Donald Trump on the warpath ahead of 2020 election
May's comments reflect the damage that Mr Trump may have caused to US-British relations.
President Donald Trump, in his avatar as a politician, has stepped out on to the electoral warpath. America’s leader, best known for his Twitter rants, came out all guns blazing against four Democratic Congresswomen with a vicious racist attack that has already set the tone for a blistering 2020 re-election campaign. Mr Trump isn’t known for any sensitivity on what his tweets may convey to various sections of his country’s ethnically diverse and increasingly foreign-born citizenry.
In directing his ire at four progressive women who are young faces of the Democratic Party, he made his agenda crystal clear.
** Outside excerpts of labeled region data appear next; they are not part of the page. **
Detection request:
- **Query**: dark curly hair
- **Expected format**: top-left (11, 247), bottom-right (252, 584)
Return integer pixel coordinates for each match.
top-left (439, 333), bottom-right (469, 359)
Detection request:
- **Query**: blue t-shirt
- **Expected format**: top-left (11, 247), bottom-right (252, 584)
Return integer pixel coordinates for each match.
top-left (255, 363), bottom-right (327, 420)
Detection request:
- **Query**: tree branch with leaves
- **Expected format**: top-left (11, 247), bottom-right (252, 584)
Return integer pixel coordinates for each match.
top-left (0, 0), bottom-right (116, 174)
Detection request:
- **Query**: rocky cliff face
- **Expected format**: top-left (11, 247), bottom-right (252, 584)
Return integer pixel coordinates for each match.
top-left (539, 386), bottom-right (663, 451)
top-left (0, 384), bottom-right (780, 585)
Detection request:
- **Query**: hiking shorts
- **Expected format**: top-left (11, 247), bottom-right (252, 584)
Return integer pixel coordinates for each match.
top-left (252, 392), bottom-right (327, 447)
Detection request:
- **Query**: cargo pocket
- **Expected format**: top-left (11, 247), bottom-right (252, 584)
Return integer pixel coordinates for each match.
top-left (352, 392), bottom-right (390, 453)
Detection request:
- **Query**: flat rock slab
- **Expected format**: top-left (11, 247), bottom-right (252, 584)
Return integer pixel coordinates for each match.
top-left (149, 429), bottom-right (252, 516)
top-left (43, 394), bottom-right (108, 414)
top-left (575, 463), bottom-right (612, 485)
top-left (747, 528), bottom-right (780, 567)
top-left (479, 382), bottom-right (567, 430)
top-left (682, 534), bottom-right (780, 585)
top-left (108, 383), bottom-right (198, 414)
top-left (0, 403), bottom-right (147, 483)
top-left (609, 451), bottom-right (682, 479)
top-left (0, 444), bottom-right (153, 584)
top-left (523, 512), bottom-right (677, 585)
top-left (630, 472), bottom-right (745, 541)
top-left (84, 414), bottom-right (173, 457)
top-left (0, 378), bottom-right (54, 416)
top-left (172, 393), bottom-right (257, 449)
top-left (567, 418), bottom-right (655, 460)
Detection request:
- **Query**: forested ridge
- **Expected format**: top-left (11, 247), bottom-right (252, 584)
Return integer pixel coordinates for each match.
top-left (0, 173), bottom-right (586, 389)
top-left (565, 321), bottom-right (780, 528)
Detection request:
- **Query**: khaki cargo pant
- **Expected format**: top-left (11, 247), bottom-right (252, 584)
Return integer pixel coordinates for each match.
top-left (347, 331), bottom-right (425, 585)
He is appealing once again to white nationalists who may have been the ones to most facilitate his entry into the White House. Two-and-a-half years into his first term, Mr Trump may have reason to feel that he has nothing to worry about the furore he is causing in trumpeting his racist and xenophobic policies.
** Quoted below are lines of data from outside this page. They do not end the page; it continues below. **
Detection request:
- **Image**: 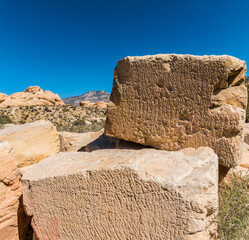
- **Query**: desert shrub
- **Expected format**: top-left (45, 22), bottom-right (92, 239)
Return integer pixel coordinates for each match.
top-left (218, 171), bottom-right (249, 240)
top-left (0, 114), bottom-right (12, 128)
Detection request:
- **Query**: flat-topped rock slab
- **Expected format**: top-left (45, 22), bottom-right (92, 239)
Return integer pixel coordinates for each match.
top-left (22, 148), bottom-right (218, 240)
top-left (105, 54), bottom-right (247, 167)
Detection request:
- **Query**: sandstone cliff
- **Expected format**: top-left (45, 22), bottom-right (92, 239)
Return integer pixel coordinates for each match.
top-left (0, 86), bottom-right (64, 108)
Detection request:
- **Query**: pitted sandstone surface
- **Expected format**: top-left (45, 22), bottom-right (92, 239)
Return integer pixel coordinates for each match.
top-left (105, 54), bottom-right (247, 167)
top-left (22, 148), bottom-right (218, 240)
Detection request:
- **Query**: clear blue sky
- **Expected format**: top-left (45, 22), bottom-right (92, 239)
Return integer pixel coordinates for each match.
top-left (0, 0), bottom-right (249, 98)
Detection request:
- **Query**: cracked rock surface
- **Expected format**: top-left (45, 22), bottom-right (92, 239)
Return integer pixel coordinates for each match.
top-left (22, 147), bottom-right (218, 240)
top-left (105, 54), bottom-right (247, 167)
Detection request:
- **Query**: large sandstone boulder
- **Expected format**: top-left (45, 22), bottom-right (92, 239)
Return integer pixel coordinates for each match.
top-left (105, 54), bottom-right (247, 167)
top-left (0, 120), bottom-right (60, 167)
top-left (22, 148), bottom-right (218, 240)
top-left (59, 130), bottom-right (103, 152)
top-left (0, 142), bottom-right (21, 240)
top-left (0, 86), bottom-right (64, 107)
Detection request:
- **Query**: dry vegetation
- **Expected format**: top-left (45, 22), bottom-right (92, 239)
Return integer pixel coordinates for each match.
top-left (0, 105), bottom-right (105, 132)
top-left (218, 171), bottom-right (249, 240)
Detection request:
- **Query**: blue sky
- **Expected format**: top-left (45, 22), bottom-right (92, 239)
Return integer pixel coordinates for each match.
top-left (0, 0), bottom-right (249, 98)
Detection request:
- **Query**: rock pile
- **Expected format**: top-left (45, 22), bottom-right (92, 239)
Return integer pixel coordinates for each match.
top-left (0, 55), bottom-right (247, 240)
top-left (0, 86), bottom-right (64, 108)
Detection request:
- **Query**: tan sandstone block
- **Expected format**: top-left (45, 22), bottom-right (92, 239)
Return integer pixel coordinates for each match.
top-left (22, 148), bottom-right (218, 240)
top-left (105, 54), bottom-right (247, 167)
top-left (0, 142), bottom-right (21, 240)
top-left (0, 120), bottom-right (60, 167)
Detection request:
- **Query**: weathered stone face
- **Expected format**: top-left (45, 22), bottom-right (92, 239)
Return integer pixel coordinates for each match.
top-left (0, 120), bottom-right (60, 167)
top-left (22, 148), bottom-right (218, 240)
top-left (105, 54), bottom-right (247, 167)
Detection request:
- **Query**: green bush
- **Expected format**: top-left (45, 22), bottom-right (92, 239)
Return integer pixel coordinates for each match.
top-left (218, 171), bottom-right (249, 240)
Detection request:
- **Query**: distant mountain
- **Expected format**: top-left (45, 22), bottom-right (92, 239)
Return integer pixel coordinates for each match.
top-left (63, 90), bottom-right (110, 106)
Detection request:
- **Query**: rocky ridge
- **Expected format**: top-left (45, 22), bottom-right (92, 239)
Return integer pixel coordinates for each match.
top-left (0, 55), bottom-right (249, 240)
top-left (0, 86), bottom-right (64, 108)
top-left (63, 90), bottom-right (110, 106)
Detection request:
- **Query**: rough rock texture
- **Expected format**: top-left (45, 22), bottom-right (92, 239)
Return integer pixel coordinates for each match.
top-left (0, 120), bottom-right (60, 167)
top-left (239, 143), bottom-right (249, 169)
top-left (59, 130), bottom-right (103, 152)
top-left (22, 148), bottom-right (218, 240)
top-left (0, 86), bottom-right (64, 108)
top-left (63, 90), bottom-right (110, 106)
top-left (244, 123), bottom-right (249, 144)
top-left (0, 142), bottom-right (21, 240)
top-left (105, 54), bottom-right (247, 167)
top-left (0, 93), bottom-right (8, 103)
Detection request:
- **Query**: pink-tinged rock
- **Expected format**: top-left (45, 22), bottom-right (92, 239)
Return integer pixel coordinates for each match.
top-left (0, 142), bottom-right (21, 240)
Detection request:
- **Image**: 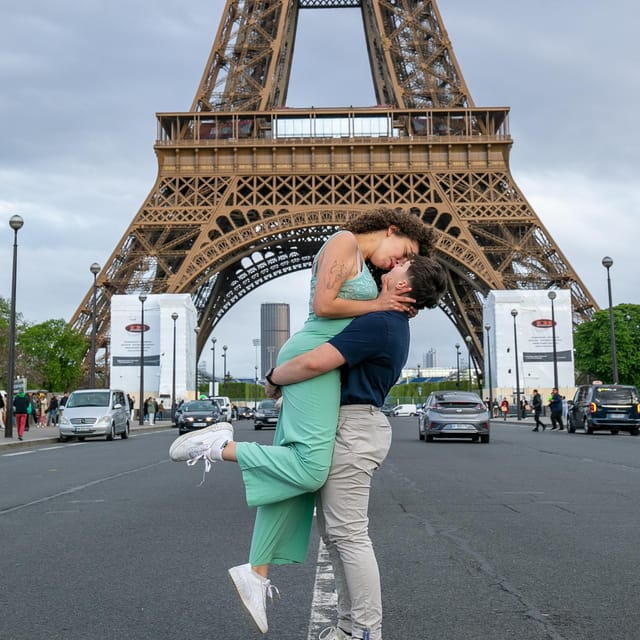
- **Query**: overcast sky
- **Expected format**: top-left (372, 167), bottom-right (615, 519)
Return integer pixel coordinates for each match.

The call to “Go back to your country” may sound somewhat familiar to us in India where people not considered amenable to the powers that be are often asked to “go to Pakistan”. The trend of a swing to the right of the political firmament became apparent long ago and Mr Trump is aware that his baiting will hit home with the section of the electorate he is aiming at. It might seem incongruous to us that, of the legislators he named, only one was born outside the US and the others are Americans since birth. Alarmingly, very few voices of dissent were heard about the Trump diatribe from among Republicans, except for the moderate Senator Susan Collins. The party knows well that the situation is now different, with a majority of Twitter users following Mr Trump approving of his performance in the White House.
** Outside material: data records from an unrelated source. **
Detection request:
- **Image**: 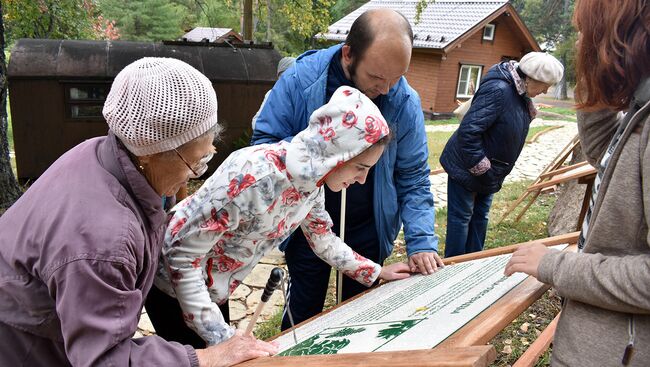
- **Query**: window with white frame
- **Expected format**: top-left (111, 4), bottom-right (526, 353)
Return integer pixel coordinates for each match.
top-left (456, 65), bottom-right (483, 98)
top-left (483, 24), bottom-right (495, 41)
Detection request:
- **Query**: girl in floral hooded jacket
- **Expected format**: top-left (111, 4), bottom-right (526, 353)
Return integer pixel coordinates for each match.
top-left (155, 87), bottom-right (409, 345)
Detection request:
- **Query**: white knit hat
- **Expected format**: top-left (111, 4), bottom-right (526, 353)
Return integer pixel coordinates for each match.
top-left (519, 52), bottom-right (564, 85)
top-left (102, 57), bottom-right (217, 156)
top-left (277, 56), bottom-right (296, 76)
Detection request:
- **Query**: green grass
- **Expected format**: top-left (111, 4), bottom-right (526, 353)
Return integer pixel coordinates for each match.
top-left (253, 309), bottom-right (282, 340)
top-left (539, 107), bottom-right (576, 121)
top-left (540, 107), bottom-right (576, 117)
top-left (7, 96), bottom-right (18, 176)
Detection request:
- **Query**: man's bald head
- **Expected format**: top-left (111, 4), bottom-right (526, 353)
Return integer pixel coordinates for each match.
top-left (345, 9), bottom-right (413, 62)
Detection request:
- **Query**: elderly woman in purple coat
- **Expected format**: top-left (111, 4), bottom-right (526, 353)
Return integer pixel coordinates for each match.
top-left (0, 58), bottom-right (276, 366)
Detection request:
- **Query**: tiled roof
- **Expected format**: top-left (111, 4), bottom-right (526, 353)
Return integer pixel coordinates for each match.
top-left (319, 0), bottom-right (508, 49)
top-left (182, 27), bottom-right (239, 42)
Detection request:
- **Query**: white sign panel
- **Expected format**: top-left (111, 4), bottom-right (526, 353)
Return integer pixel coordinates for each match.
top-left (276, 245), bottom-right (566, 355)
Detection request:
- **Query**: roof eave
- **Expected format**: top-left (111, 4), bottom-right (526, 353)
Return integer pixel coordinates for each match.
top-left (442, 3), bottom-right (541, 54)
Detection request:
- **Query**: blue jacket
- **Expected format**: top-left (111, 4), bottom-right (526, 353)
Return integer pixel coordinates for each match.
top-left (440, 63), bottom-right (531, 194)
top-left (251, 45), bottom-right (438, 258)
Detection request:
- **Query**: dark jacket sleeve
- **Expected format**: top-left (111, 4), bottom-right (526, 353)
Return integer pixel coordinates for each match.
top-left (48, 254), bottom-right (198, 366)
top-left (458, 83), bottom-right (504, 169)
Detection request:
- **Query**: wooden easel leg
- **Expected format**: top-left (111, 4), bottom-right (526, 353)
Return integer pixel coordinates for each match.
top-left (576, 180), bottom-right (594, 231)
top-left (515, 190), bottom-right (542, 223)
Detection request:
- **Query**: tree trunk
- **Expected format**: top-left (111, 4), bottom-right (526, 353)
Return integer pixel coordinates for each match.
top-left (266, 0), bottom-right (271, 42)
top-left (0, 3), bottom-right (21, 213)
top-left (244, 0), bottom-right (253, 41)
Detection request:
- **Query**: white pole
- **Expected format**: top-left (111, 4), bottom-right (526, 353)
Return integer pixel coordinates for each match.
top-left (336, 188), bottom-right (347, 304)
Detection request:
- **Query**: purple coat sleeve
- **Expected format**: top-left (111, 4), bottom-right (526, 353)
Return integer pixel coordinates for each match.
top-left (48, 259), bottom-right (198, 366)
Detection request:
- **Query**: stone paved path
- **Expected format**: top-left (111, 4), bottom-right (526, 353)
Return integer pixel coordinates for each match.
top-left (134, 249), bottom-right (286, 338)
top-left (426, 119), bottom-right (578, 209)
top-left (135, 119), bottom-right (577, 337)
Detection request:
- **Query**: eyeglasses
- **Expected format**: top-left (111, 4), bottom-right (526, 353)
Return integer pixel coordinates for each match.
top-left (174, 148), bottom-right (214, 178)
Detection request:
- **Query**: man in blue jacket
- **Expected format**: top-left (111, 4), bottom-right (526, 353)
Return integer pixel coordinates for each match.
top-left (252, 9), bottom-right (442, 329)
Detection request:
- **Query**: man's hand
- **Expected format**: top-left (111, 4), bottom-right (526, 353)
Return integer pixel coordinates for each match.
top-left (379, 263), bottom-right (411, 280)
top-left (504, 242), bottom-right (551, 278)
top-left (196, 330), bottom-right (278, 367)
top-left (409, 252), bottom-right (445, 275)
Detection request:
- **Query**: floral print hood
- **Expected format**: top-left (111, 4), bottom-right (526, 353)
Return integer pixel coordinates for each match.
top-left (286, 86), bottom-right (389, 192)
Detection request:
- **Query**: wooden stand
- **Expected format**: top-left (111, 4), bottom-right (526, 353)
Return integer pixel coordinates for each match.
top-left (238, 232), bottom-right (579, 367)
top-left (497, 135), bottom-right (596, 225)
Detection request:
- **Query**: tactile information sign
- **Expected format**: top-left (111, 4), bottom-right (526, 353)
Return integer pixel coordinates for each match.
top-left (276, 245), bottom-right (566, 356)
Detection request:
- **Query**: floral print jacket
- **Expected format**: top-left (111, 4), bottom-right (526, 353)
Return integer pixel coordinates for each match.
top-left (155, 87), bottom-right (389, 345)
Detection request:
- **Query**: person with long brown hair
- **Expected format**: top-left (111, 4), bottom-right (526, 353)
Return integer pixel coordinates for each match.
top-left (506, 0), bottom-right (650, 366)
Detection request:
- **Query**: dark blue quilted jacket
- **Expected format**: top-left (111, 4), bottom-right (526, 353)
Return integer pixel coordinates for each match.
top-left (440, 63), bottom-right (531, 194)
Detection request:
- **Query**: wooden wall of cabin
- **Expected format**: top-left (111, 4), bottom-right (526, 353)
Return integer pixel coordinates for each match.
top-left (406, 48), bottom-right (441, 112)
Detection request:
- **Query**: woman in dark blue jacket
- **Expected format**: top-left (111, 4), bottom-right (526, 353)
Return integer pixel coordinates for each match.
top-left (440, 52), bottom-right (564, 257)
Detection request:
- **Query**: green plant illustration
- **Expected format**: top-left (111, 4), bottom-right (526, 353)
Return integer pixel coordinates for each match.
top-left (327, 327), bottom-right (366, 339)
top-left (278, 334), bottom-right (350, 356)
top-left (377, 320), bottom-right (421, 339)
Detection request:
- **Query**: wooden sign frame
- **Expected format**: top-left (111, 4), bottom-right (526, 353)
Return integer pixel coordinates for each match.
top-left (238, 232), bottom-right (579, 367)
Theresa May standing up to Mr Trump may be just an indication of her position as Britain’s PM as she is on the way out. The comments do reflect the damage that Mr Trump may have caused to US-British relations with his vitriolic attacks on the British ambassador to Washington recently. The point is: The world knows what Mr Trump stands for, but it doesn’t matter to him as long as his actions and words please his supporters. It may worry Republicans that his peccadilloes may do little to attract those who are not part of their core base, but they are as helpless as the world is in seeing the viciously divisive campaign now under way.